From mboxrd@z Thu Jan  1 00:00:00 1970
Return-Path: <linux-kernel-owner@vger.kernel.org>
Received: (majordomo@vger.kernel.org) by vger.kernel.org via listexpand
	id S1752544AbcFNTm1 (ORCPT <rfc822;w@1wt.eu>);
	Tue, 14 Jun 2016 15:42:27 -0400
Received: from bombadil.infradead.org ([198.137.202.9]:33415 "EHLO
	bombadil.infradead.org" rhost-flags-OK-OK-OK-OK) by vger.kernel.org
	with ESMTP id S1751364AbcFNTm0 (ORCPT
	<rfc822;linux-kernel@vger.kernel.org>);
	Tue, 14 Jun 2016 15:42:26 -0400
Date: Tue, 14 Jun 2016 21:42:17 +0200
From: Peter Zijlstra <peterz@infradead.org>
To: Steven Rostedt <rostedt@goodmis.org>
Cc: LKML <linux-kernel@vger.kernel.org>, Ingo Molnar <mingo@kernel.org>,
        Thomas Gleixner <tglx@linutronix.de>,
        Clark Williams <williams@redhat.com>,
        Andrew Morton <akpm@linux-foundation.org>,
        Nick Piggin <nickpiggin@yahoo.com.au>
Subject: Re: [PATCH] sched: Do not release current rq lock on non contended
 double_lock_balance()
Message-ID: <20160614194217.GK30921@twins.programming.kicks-ass.net>
References: <20160613123732.3a8ccc57@gandalf.local.home>
 <20160614115820.GD30921@twins.programming.kicks-ass.net>
 <20160614140228.0ecf15af@grimm.local.home>
MIME-Version: 1.0
Content-Type: text/plain; charset=us-ascii
Content-Disposition: inline
In-Reply-To: <20160614140228.0ecf15af@grimm.local.home>
User-Agent: Mutt/1.5.23.1 (2014-03-12)
Sender: linux-kernel-owner@vger.kernel.org
List-ID: <linux-kernel.vger.kernel.org>
X-Mailing-List: linux-kernel@vger.kernel.org

On Tue, Jun 14, 2016 at 02:02:28PM -0400, Steven Rostedt wrote:
> On Tue, 14 Jun 2016 13:58:20 +0200
> Peter Zijlstra <peterz@infradead.org> wrote:
> > And it does indeed make the hold time harder to analyze.
> > 
> > For instance; pull_rt_task() does:
> > 
> > 	for_each_cpu() {
> > 		double_lock_balance(this, that);
> > 		...
> > 		double_unlock_balance(this, that);
> > 	}
> > 
> > Which, with the trylock, ends up with a max possible hold time of
> > O(nr_cpus).
> 
> Sure, but I think we should try to limit that loop too, because that
> loop itself is what is triggering the large latency for me, because
> it constantly releases a spinlock and has to wait. This loop is done
> with preemption disabled.

Much worse, its done with IRQs disabled. But that affects only the local
CPU. Holding the lock that long affects all other CPUs too.

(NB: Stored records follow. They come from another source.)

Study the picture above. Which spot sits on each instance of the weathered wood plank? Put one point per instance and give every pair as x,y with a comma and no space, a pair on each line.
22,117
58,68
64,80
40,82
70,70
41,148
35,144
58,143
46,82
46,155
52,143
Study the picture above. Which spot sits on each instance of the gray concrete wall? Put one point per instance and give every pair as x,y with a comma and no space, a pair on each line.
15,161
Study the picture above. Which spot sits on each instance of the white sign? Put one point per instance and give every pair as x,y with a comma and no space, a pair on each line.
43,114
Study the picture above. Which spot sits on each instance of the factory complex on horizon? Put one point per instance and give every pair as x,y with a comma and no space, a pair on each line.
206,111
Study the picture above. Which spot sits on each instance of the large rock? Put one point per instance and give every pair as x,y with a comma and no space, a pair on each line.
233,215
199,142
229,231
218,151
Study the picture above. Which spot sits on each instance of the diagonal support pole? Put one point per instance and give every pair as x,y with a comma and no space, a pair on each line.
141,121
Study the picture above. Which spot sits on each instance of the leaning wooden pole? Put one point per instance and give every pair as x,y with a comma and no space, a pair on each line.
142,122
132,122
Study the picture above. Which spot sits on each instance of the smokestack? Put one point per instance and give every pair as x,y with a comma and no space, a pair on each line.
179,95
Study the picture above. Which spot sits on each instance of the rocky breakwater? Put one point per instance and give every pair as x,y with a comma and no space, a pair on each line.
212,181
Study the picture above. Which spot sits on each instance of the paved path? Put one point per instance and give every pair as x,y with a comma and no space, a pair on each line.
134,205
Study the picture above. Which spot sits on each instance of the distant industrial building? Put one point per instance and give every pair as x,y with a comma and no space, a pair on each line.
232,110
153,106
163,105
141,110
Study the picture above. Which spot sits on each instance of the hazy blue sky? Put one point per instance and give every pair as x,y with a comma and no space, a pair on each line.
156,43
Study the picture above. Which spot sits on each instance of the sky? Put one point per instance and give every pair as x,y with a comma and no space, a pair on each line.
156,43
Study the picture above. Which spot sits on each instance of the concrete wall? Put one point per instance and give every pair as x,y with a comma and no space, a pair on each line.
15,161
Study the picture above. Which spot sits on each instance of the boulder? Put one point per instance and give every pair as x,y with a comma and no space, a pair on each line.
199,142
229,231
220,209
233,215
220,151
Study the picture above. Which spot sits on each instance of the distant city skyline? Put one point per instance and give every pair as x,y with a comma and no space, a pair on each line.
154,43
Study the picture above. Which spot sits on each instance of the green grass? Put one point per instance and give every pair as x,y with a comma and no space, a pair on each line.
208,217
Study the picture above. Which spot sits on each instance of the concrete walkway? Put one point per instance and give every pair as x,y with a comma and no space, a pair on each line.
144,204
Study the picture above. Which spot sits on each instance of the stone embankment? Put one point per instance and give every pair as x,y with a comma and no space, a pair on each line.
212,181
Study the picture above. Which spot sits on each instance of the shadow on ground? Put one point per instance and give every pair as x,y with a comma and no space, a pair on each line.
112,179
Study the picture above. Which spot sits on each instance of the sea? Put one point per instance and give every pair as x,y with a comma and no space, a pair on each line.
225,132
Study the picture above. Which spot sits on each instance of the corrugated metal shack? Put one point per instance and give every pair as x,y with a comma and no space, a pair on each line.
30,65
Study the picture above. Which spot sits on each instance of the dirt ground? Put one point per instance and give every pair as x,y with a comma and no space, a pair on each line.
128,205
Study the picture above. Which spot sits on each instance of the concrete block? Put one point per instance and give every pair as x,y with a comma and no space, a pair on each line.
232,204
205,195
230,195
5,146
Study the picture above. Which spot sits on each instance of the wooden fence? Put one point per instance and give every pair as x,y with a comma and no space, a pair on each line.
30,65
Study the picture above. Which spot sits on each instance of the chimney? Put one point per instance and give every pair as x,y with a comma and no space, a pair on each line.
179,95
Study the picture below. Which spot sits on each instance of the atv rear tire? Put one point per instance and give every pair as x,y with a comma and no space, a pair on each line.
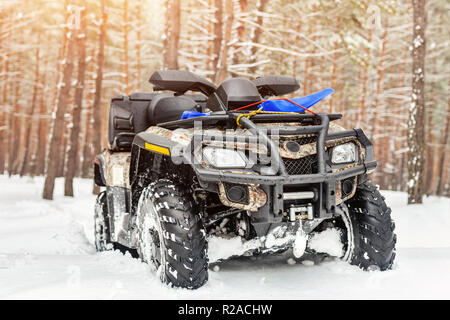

> > Unlikely, sure, but RT is a game of upper bounds etc.
> 
> Sure, but should we force worst case all the time?

How is that relevant? Either you have a bounded operation or you don't.

> We do a lot of optimization to allow for good throughput as well.

Only within keeping the upper bounds. The moment you let go of that,
you've destroyed RT.

> > So should we maybe do something like:
> > 
> > 	if (unlikely(raw_spin_is_contended(&this_rq->lock) ||
> > 	             !raw_spin_trylock(&busiest->lock))) {
> 
> Why do we care if this_rq is contended? 

To bound hold time.

> That's exactly what causes
> large latency to happen. Because when we let go of this_rq, this fast
> path becomes much slower because now it must wait for whatever is
> waiting on it to finish. The more CPUs you have, the bigger this issue
> becomes.

Yes, icky issue.

And while the numbers look pretty I'm not sure you've not introduced
another, less likely, issue.